D'une écriture incisive et empathique, Jeanne Benameur brosse le portrait de tous les acteurs d'un collège de banlieue avant les émeutes, questionnant leur présence vive. Avec émotion, elle débusque les symboliques occultées du monde scolaire et les drames intimes de chacun : une brèche s'ouvre pour une pédagogie à rebours de tous les tabous.
Professeur dans les établissements dits difficile jusqu'en 2001, Jeanne Benameur se consacre depuis à l'écriture et à un enseignement nomade ponctuel et expérimental à travers toute la France. Véritable figure au sein de l'Education nationale, elle vient d'être sollicitée pour être en septembre la marraine d'un collège ZEP à Gennevilliers. Présent ? est son sixième roman et bénéficie de la bourse à la création du Conseil général du Val-de-Marne. Son dernier livre publié chez Denoël : Les reliques(2005).
JEANNE BENAMEUR, UNE ENSEIGNANTE NOMADE, ECHAPPEE DU SYSTEME.
La langue maternelle de ma mère est l'italien, celle de mon père l'arabe. Les sons et les rythmes de ces langues font empreinte, en creux, dans la langue française où j'ai appris à parler, à lire, à écrire.

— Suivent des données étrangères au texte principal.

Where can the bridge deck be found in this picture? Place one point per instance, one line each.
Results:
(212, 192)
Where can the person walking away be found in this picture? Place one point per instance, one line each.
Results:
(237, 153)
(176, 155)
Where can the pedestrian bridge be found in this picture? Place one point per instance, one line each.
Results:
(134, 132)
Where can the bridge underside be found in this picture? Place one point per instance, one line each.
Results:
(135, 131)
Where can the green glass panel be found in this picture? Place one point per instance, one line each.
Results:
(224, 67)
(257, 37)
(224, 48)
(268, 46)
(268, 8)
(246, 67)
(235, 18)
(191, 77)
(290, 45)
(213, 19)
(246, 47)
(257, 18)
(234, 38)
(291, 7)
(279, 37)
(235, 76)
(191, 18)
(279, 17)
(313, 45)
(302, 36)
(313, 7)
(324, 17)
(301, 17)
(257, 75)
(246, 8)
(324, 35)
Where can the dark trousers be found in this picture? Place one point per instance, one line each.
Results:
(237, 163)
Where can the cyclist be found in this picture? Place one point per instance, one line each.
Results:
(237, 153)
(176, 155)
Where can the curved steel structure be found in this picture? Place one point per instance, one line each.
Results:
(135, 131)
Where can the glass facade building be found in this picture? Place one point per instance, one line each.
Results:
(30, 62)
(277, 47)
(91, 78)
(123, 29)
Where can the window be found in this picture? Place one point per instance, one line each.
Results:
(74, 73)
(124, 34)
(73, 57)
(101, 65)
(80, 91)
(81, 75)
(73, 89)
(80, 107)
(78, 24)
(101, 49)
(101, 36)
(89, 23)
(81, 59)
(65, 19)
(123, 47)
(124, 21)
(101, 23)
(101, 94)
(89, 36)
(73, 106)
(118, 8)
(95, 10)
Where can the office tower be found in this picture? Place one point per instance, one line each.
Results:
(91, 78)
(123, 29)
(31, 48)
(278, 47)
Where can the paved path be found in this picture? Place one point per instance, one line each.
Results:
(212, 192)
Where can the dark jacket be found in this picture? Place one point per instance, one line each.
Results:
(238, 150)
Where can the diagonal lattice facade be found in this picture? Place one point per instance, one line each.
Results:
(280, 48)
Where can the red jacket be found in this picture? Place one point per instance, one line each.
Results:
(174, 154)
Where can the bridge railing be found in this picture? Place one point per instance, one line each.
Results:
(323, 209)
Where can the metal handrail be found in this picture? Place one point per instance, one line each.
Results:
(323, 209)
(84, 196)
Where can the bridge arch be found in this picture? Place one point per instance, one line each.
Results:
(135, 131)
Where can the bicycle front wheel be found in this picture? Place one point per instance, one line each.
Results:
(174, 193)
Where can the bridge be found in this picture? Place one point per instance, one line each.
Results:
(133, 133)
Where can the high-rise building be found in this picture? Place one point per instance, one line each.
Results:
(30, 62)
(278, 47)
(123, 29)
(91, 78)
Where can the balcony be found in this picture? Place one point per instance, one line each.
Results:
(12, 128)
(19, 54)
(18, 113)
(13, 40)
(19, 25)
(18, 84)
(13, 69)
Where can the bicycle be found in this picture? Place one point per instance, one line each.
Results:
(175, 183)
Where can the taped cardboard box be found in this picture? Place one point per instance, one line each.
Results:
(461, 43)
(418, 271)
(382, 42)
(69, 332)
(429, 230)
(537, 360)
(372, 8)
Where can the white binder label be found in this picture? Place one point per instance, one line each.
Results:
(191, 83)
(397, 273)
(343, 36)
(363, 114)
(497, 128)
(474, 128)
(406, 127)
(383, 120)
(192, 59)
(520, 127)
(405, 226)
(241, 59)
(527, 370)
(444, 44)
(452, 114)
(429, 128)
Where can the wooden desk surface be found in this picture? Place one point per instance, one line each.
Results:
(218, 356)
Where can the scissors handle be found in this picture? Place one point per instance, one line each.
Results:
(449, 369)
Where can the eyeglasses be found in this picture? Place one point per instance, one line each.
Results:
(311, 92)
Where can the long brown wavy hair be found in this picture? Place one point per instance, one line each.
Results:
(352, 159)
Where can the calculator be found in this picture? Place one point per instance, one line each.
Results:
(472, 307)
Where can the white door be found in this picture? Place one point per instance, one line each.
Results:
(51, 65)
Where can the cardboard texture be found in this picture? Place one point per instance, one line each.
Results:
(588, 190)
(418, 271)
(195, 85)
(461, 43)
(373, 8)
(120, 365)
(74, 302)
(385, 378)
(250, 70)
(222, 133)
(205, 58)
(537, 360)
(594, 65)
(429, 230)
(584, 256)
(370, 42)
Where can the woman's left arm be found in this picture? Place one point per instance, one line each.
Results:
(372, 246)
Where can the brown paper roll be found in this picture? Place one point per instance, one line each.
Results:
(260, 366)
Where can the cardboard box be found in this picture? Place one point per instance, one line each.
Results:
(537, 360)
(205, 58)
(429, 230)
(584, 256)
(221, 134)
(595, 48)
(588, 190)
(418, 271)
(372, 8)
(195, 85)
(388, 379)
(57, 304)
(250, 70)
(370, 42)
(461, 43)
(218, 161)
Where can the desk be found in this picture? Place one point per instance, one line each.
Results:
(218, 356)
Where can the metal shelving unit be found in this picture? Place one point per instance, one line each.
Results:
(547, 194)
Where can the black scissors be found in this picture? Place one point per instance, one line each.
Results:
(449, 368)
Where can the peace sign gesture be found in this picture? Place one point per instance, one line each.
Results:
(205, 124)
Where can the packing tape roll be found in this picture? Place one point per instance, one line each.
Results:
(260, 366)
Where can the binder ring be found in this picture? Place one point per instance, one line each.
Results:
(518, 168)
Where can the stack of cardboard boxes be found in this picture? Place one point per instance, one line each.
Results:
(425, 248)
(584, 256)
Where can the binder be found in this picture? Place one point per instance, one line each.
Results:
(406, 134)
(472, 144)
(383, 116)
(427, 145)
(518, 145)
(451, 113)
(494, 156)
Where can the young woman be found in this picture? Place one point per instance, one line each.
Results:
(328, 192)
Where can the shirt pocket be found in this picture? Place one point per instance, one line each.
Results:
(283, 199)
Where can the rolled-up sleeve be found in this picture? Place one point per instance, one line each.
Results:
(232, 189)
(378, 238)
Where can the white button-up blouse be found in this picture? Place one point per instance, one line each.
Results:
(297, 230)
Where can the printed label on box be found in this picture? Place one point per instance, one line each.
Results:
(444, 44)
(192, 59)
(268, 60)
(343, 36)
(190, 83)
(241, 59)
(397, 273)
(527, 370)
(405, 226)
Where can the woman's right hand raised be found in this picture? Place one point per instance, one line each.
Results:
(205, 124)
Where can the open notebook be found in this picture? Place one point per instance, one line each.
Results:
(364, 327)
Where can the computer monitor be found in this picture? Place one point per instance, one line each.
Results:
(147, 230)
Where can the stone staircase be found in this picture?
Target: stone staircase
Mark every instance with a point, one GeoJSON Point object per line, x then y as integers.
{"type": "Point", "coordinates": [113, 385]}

La prison que mon père dirigeait en Algérie fut attaquée par ceux qui devinrent l'OAS. J'avais cinq ans et j'ai «appris à mourir».
C'est de cette histoire que je viens.
C'est dans les mots que j'ai vécu. Dans les images qu'ils faisaient naître en moi. Dans les mots j'ai marché la tête haute, je n'avais plus peur. Avec les auteurs, morts ou vivants, j'ai passé alliance. Très tôt. Ma mère, cette fille de mineur immigré qui rêvait d'être institutrice, m'a appris à lire et écrire avant toute école, j'avais trois ou quatre ans. Elle a bien fait.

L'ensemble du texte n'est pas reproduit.